Saturday, January 01, 2011

Rep. Devin Nunes (R-CA) doing the work Democrats won't do: sounding the public pension crisis alarm and protecting taxpayers

Rep. Devin Nunes (R-CA) is focusing much-needed attention on the public sector pension programs that Democrats have driven off a cliff.

The country's public pension system is grossly underfunded and needs an overhaul, Rep. Devin Nunes said this week... [He] s promoting legislation designed to gauge the extent of the problem, while also establishing a ban on federal bailouts of public pension programs.

How bad is the underfunding problem?

Nationwide, the country's pension programs for public employees had roughly $1.9 trillion set aside in 2008 to pay promised retirement benefits, according to Nunes...

...Yet those same programs have liabilities totaling $5.2 trillion — a gap of more than $3.2 trillion.

Introduced earlier this month, Nunes' Public Pension Transparency Act would force state and local pension programs to report their liabilities to the federal government using a uniform accounting standard. It would also create a federal ban on any future public pension bailouts by Washington.

The bill has picked up the support of several leading Republicans, including Reps. Paul Ryan (Wis.) and Darrell Issa (Calif.).

Last week The Washington Examiner's Mark Hemingway also hit the alarm, describing the fatal default of Pritchard, Alabama on its pension obligations. Hemingway's question is a troubling one: "If the busted public pensions in small-town Alabama make for a particularly tragic tale, what kind of misery is going to unfold when some of the largest towns and states in the country run out of money?"

The public sector pension crisis is here. The nefarious alliance of corrupt Democrat politicians and their public sector union bosses have left pensioners and taxpayers high and dry. Rep. Nunes' efforts are a brave and utterly necessary start at addressing this impending catastrophe.


Linked by: Michelle Malkin and Memeorandum. Thanks!

3 comments:

  1. The feds can't bailout the pensions under current law, so this bill is just so much grandstanding.

    ReplyDelete
  2. Anonymous6:37 PM

    Boycott the Municipal Bond Market. If you are a muni investor (a buyer of tax free municipal bonds either directly or through muni bond funds) you are supporting Public Employee Pensions. You are supporting the people who are robbing you blind.

    Some of the bond deals are excplicitly named 'pension obligation bonds', but even the General Obligation Bonds (backed by taxes) and essential service revenue bonds (waters, sewers, elecs, etc...) are helping to maintain absurd public employee salaries and benefits.

    If you have never thought of that way, please do so now. SELL ALL YOUR MUNIS! Break their backs.

    ReplyDelete
  3. Anonymous1:19 PM

    According to the Stanford University Pension Report California has an unfunded pension liability of $500 billion.

    Nunes says, "What they have been promised they may not receive."

    May not receive Mr. Nunes?
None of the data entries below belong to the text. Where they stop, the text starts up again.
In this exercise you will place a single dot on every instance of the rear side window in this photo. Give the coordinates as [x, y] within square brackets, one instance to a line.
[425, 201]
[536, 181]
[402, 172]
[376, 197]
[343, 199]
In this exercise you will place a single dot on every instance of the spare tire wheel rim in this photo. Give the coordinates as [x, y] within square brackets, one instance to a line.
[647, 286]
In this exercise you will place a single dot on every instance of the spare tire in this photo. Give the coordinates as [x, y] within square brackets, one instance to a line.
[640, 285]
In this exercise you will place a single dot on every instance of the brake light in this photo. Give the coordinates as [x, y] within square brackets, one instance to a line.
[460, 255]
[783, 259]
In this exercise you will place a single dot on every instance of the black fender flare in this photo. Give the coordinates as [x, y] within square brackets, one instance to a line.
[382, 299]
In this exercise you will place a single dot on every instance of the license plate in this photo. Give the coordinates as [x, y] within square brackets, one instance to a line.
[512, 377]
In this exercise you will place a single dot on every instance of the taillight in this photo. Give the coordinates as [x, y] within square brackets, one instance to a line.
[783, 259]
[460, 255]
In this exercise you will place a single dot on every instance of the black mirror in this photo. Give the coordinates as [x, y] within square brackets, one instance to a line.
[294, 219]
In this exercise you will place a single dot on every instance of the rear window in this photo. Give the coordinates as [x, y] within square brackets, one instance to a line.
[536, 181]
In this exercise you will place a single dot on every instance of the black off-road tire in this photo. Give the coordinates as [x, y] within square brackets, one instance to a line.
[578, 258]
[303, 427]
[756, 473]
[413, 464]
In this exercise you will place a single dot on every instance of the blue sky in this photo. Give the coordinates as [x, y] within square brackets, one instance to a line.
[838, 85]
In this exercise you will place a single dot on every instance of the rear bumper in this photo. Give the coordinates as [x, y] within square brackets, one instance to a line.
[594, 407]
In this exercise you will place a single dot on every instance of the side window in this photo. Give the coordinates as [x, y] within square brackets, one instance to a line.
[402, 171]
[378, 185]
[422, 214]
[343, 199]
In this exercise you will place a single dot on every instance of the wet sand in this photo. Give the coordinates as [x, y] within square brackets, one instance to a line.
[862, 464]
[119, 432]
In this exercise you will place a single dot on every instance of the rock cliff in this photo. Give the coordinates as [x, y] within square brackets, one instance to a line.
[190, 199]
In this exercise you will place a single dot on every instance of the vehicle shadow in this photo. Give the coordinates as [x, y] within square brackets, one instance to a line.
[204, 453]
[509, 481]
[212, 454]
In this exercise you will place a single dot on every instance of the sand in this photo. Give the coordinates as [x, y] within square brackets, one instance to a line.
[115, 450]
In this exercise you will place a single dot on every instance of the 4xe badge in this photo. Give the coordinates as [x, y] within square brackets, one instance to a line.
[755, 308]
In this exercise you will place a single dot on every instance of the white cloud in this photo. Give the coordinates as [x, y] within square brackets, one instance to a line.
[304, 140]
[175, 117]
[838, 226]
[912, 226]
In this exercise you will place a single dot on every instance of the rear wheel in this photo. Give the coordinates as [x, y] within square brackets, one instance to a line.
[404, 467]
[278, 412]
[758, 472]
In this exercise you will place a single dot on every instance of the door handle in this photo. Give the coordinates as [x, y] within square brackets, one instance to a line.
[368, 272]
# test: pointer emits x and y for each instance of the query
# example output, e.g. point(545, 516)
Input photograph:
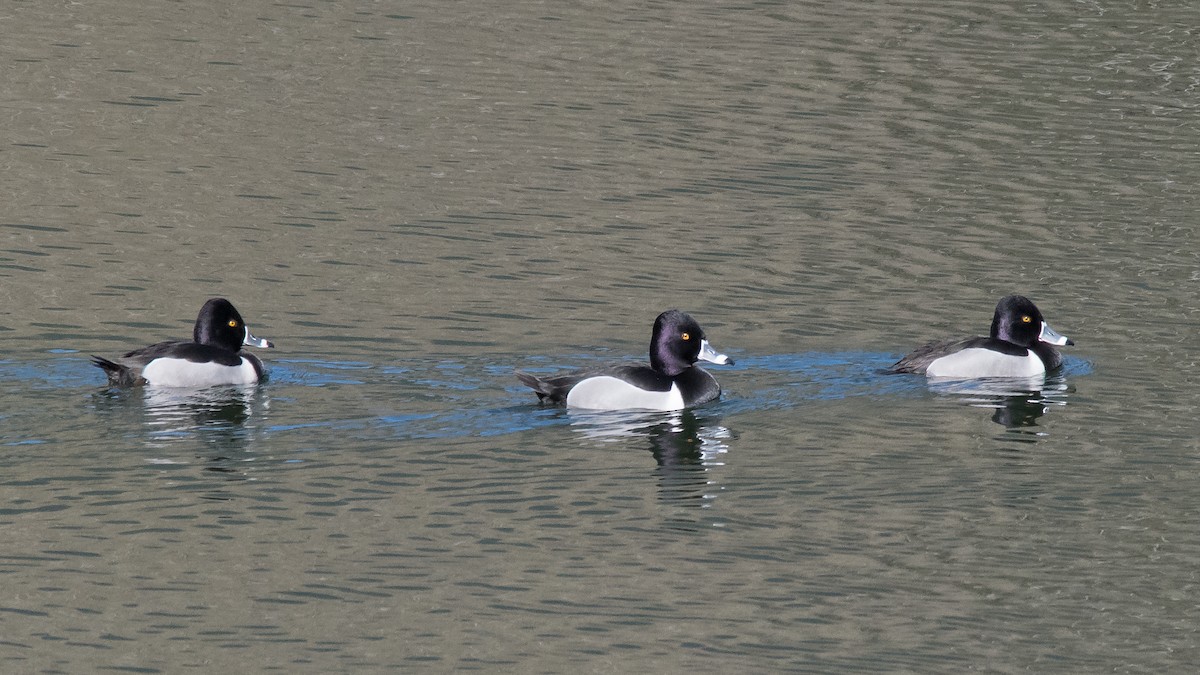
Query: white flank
point(611, 393)
point(181, 372)
point(985, 363)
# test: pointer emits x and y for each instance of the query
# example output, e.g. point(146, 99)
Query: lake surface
point(414, 199)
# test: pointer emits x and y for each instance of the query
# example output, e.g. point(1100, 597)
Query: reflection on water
point(687, 448)
point(216, 417)
point(1017, 401)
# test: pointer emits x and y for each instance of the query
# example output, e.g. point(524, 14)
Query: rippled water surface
point(413, 201)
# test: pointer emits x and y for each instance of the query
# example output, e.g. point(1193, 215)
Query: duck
point(1021, 344)
point(671, 381)
point(211, 358)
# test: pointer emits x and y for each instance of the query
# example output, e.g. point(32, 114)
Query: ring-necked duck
point(1021, 345)
point(670, 382)
point(213, 357)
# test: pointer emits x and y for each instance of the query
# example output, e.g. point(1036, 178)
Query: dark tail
point(538, 386)
point(118, 375)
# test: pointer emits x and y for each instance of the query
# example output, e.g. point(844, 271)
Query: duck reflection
point(215, 417)
point(1017, 402)
point(685, 447)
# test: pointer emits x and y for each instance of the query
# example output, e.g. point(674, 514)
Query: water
point(412, 202)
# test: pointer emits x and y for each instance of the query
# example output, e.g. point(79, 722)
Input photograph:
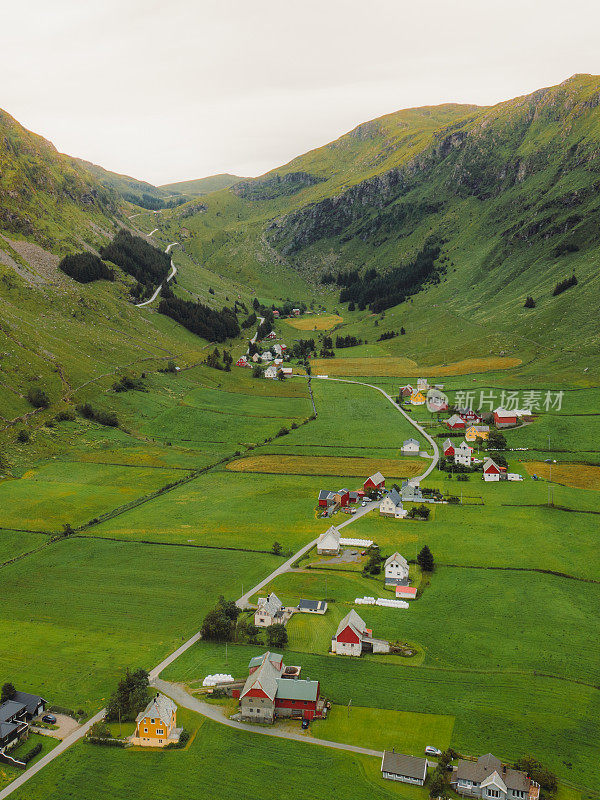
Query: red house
point(503, 418)
point(272, 690)
point(448, 448)
point(376, 481)
point(455, 423)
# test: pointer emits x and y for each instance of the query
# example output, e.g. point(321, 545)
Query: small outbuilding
point(400, 767)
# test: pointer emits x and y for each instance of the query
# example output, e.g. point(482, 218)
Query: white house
point(391, 505)
point(396, 570)
point(328, 543)
point(410, 446)
point(269, 611)
point(463, 454)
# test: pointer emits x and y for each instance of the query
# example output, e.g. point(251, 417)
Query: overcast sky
point(180, 89)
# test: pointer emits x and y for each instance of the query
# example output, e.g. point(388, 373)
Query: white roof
point(396, 557)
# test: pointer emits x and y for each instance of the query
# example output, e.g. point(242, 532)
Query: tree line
point(210, 324)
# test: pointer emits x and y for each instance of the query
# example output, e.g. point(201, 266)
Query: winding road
point(179, 694)
point(170, 275)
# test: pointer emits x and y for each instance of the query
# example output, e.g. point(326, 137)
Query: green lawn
point(80, 611)
point(219, 762)
point(383, 729)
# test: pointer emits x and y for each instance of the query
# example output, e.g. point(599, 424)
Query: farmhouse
point(491, 470)
point(328, 543)
point(448, 448)
point(391, 505)
point(312, 606)
point(406, 592)
point(268, 693)
point(475, 432)
point(407, 769)
point(410, 446)
point(269, 612)
point(326, 498)
point(396, 570)
point(463, 454)
point(410, 491)
point(353, 638)
point(504, 419)
point(489, 778)
point(156, 725)
point(376, 481)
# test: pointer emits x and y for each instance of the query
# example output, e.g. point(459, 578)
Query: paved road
point(57, 751)
point(215, 713)
point(422, 431)
point(171, 275)
point(243, 601)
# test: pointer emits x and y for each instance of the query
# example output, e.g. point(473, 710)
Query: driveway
point(182, 698)
point(65, 726)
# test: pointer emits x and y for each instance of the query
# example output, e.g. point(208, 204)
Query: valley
point(146, 470)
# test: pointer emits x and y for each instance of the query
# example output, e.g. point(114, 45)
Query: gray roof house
point(407, 769)
point(489, 779)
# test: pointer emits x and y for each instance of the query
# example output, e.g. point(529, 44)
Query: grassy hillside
point(211, 183)
point(510, 193)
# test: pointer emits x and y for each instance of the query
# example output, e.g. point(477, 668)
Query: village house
point(270, 611)
point(469, 416)
point(448, 448)
point(156, 725)
point(475, 432)
point(463, 454)
point(15, 714)
point(410, 491)
point(269, 693)
point(312, 606)
point(328, 543)
point(406, 592)
point(489, 779)
point(410, 447)
point(407, 769)
point(374, 482)
point(417, 399)
point(455, 422)
point(504, 418)
point(391, 505)
point(353, 638)
point(396, 570)
point(491, 470)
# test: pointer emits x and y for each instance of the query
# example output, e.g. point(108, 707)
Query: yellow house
point(417, 399)
point(155, 726)
point(477, 432)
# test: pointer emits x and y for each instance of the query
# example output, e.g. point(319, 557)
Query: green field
point(78, 612)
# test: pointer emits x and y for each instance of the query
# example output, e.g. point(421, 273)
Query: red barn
point(455, 422)
point(503, 418)
point(448, 448)
point(376, 481)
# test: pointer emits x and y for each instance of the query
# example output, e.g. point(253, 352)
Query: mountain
point(212, 183)
point(509, 193)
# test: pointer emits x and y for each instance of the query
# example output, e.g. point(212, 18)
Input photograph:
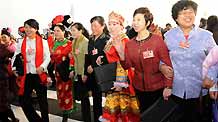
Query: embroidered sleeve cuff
point(214, 88)
point(121, 84)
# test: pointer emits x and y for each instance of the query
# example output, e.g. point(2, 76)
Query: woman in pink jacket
point(210, 72)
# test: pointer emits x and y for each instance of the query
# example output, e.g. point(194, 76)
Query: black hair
point(6, 32)
point(101, 21)
point(62, 27)
point(183, 5)
point(147, 14)
point(79, 27)
point(34, 24)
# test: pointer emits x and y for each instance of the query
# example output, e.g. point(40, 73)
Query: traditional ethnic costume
point(120, 105)
point(60, 53)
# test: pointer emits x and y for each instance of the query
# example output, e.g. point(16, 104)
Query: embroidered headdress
point(117, 17)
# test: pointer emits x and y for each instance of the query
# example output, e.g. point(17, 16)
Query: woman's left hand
point(167, 93)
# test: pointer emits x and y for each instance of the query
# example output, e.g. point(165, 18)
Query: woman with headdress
point(97, 41)
point(120, 103)
point(60, 56)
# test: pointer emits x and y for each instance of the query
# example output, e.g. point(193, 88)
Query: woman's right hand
point(167, 71)
point(89, 69)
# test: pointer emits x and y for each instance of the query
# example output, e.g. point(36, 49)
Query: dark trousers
point(51, 73)
point(4, 117)
point(146, 99)
point(33, 82)
point(188, 109)
point(206, 109)
point(97, 100)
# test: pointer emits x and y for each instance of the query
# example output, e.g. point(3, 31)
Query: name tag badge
point(94, 51)
point(148, 54)
point(77, 51)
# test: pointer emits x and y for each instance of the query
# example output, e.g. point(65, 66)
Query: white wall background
point(14, 12)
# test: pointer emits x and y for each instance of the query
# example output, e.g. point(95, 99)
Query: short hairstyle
point(147, 14)
point(183, 5)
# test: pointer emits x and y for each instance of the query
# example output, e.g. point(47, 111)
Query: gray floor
point(55, 113)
There is no chance in h**l that will receive what they've been promised and you California folks are playing musical chairs as to who is going to tell your State’s public and private Unions this. Don't look to Washington unions. The House now controls the purse strings and not only will they not fund a California bail out but they’re certainly not going to after you folks voted the same people who got you into this mess back in. There is no debate about this. You will see unions take to the streets in this State before May.

    I feel very sorry for the retirees that have planned their lives with the public and private union pensions promised. Work this backwards folks to who or what promised this to you and litigate because you’re going to have too sooner or later. Both public and private Union folks will see drastic cuts to both pay and benefits and to those who have a year or so left until retirement? Surprise! $500 billion……..good luck California.